“I can’t figure out what to give to my assistant”

I hear stories from time to time of executives who have an administrative assistant but never give her any work. They do everything themselves. Why? The reason is quite often something like this: “Well, I’m not sure what to give her. I’m not even sure how to hand it over.”

So, instead of becoming efficient with their time—doing the profit-making work that only they can do—theses execs do all the work.

Here’s how I work with new clients who are taking on an administrative assistant for the first time.

It’s called The Box Method.

Step 1: Get your to-do list out. Mark off the tasks or projects that are critical for your business’s or position’s survival.
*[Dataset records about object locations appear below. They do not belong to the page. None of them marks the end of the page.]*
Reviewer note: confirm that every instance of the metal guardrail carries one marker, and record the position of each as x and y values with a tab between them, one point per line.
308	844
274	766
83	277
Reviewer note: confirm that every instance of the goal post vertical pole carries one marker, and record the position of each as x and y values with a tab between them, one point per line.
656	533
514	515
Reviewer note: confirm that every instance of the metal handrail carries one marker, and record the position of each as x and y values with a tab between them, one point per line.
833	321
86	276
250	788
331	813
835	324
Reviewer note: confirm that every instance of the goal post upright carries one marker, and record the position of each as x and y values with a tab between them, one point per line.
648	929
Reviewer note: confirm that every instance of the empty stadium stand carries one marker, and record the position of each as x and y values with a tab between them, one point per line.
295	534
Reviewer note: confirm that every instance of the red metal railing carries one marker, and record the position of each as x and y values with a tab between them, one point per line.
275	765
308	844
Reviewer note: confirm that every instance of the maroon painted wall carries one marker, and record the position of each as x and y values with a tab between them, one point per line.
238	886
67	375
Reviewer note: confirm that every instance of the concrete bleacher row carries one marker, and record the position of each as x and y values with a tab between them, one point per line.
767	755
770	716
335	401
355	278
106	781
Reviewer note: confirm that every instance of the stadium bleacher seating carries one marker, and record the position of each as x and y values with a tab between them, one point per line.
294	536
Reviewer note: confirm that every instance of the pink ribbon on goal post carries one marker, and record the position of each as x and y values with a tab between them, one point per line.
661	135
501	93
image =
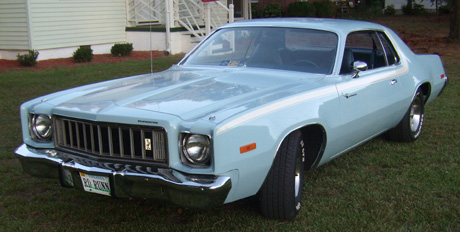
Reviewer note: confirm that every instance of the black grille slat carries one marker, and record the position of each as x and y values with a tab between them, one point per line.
111	140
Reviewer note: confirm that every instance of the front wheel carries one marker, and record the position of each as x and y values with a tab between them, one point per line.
281	193
410	127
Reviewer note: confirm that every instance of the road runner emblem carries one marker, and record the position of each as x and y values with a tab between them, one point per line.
148	144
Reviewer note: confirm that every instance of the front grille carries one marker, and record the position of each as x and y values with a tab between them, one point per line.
111	140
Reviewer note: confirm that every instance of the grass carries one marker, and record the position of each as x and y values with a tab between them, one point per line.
381	185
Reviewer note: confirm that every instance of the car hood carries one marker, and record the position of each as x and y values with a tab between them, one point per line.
189	93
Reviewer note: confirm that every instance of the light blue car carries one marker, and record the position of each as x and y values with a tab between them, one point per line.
245	113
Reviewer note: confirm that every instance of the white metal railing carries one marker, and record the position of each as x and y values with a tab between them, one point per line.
145	12
191	14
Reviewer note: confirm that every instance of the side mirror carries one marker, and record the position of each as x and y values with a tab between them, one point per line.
359	66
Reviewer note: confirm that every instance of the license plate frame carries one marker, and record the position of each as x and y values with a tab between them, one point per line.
96	184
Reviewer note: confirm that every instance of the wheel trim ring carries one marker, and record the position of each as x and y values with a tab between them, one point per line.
415	115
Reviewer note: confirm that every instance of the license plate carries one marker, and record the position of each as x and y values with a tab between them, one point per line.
95	184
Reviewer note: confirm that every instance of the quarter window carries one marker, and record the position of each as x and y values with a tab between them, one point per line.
371	47
392	56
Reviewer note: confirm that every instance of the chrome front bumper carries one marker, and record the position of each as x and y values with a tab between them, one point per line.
127	181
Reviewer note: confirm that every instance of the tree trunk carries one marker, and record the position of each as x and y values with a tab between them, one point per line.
409	6
454	20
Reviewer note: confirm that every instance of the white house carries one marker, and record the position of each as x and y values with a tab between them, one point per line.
56	28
These are the “high value” activities.
You should be already keeping some kind of to-do list, so look it over and determine that tasks that absolutely must be done.

Here are some examples that might be critical for some businesses, but not necessarily for all: depositing checks, paying bills, creating proposals, filling out insurance forms, ordering supplies, creating a Facebook ad, hosting a webinar, working on a marketing campaign, researching a new technology, upgrading a piece of software.
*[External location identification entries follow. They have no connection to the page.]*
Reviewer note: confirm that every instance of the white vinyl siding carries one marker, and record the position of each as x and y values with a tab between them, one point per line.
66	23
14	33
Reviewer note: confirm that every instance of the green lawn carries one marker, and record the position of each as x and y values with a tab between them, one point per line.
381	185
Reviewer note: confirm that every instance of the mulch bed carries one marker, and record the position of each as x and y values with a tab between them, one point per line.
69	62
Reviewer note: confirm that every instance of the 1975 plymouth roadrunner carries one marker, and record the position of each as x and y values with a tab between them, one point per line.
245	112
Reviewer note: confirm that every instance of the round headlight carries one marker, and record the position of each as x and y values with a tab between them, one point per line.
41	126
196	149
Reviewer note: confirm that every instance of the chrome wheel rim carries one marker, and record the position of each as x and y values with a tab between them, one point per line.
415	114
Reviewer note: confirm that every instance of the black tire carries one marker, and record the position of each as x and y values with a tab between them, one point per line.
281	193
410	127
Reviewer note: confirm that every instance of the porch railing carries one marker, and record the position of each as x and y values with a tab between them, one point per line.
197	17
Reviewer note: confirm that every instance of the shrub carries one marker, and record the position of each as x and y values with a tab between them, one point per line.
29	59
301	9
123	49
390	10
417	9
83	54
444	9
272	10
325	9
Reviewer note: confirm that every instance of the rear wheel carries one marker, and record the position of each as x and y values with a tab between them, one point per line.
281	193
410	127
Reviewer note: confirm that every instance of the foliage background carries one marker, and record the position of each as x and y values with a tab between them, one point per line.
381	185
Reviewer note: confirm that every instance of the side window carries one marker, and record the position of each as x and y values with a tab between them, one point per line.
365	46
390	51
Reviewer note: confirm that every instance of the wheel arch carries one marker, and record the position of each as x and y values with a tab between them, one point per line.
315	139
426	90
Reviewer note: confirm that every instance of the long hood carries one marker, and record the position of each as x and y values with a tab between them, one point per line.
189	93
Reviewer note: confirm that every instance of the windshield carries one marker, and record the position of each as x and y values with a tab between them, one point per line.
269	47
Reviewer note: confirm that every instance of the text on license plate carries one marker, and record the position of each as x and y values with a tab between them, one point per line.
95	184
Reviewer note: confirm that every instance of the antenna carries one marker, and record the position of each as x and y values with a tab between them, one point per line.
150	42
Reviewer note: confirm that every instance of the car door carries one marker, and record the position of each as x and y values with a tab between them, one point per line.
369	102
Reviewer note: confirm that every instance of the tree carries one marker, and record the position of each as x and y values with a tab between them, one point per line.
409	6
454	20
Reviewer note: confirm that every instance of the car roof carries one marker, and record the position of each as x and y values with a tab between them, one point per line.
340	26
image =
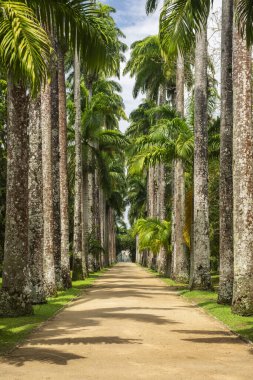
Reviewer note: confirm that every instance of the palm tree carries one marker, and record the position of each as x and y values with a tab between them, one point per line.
169	139
226	158
152	235
113	54
242	177
77	241
35	204
19	27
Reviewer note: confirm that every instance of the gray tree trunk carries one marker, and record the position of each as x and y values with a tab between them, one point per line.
65	264
225	293
86	214
200	275
56	176
77	248
46	128
15	295
243	179
162	258
180	265
35	204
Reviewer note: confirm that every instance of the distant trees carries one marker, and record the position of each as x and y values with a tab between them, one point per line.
36	258
183	26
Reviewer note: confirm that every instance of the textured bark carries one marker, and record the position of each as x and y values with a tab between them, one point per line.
90	214
35	204
162	258
226	165
152	208
111	236
56	176
180	265
77	249
86	214
243	179
48	255
15	295
65	265
200	276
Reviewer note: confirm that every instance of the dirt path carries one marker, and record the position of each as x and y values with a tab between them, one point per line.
130	326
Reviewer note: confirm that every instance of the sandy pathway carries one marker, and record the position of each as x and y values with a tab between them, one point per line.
130	326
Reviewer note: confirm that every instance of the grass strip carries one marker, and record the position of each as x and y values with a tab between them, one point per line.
207	300
14	330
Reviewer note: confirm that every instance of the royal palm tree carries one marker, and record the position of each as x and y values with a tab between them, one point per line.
17	23
242	178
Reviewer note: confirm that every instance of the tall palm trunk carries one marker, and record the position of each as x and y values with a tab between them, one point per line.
77	249
243	178
35	205
48	255
200	273
111	235
65	265
15	293
86	212
163	258
56	176
226	164
180	265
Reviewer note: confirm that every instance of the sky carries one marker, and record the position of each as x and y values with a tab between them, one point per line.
131	18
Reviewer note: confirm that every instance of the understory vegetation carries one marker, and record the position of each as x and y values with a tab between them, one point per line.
14	330
207	300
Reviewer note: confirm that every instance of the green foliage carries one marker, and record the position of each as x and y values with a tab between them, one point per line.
15	330
125	240
180	20
208	301
25	48
153	234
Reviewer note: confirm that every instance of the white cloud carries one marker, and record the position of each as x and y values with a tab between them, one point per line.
136	25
You might even rank the tasks with an ABC rank—A is mission critical, B is important and C is if you have time.

Step 2: Now, take the same list and find the things you like to do and the things you hate to do. You can rank them, or use icons—heart for “love it” and an X for “hate it”.

Let’s say you really love the marketing part of the job—you love writing ads, you love checking your ad stats, you love sending out emails to your list. But you hate accounting and paperwork.

In our examples above, depositing checks, filling out insurance forms and paying bills all get “hate it” rankings. Creating ads and working on a marketing campaign get high ranks for “love it”

Step 3: List all the tasks that you hate that are mission critical. These are what you have to outsource!

If it has to get done, but you drag your feet doing it, it needs to get off your plate. That frees up time for you to do more of what you love, and more of the profit-making activities.

It seems like a simple formula, but it works.

Here it is in graphical form

The Box Method

The “High Value/Hate doing it” box is where you should start outsourcing.
The other boxes are interesting too—work that is high value that you enjoy doing is your sweet spot. Focus on that kind of work for yourself.

The low value activities that you like doing are time wasters, like commenting on Facebook and watching Youtube.

There’s not a lot that goes into the “low value/hate doing it” box. Usually these sorts of things are obligations that others put on you, but you really don’t need to do.

When you start working with an administrative assistant, you’ll get the best results if you start by outsourcing the high value tasks that you don’t enjoy.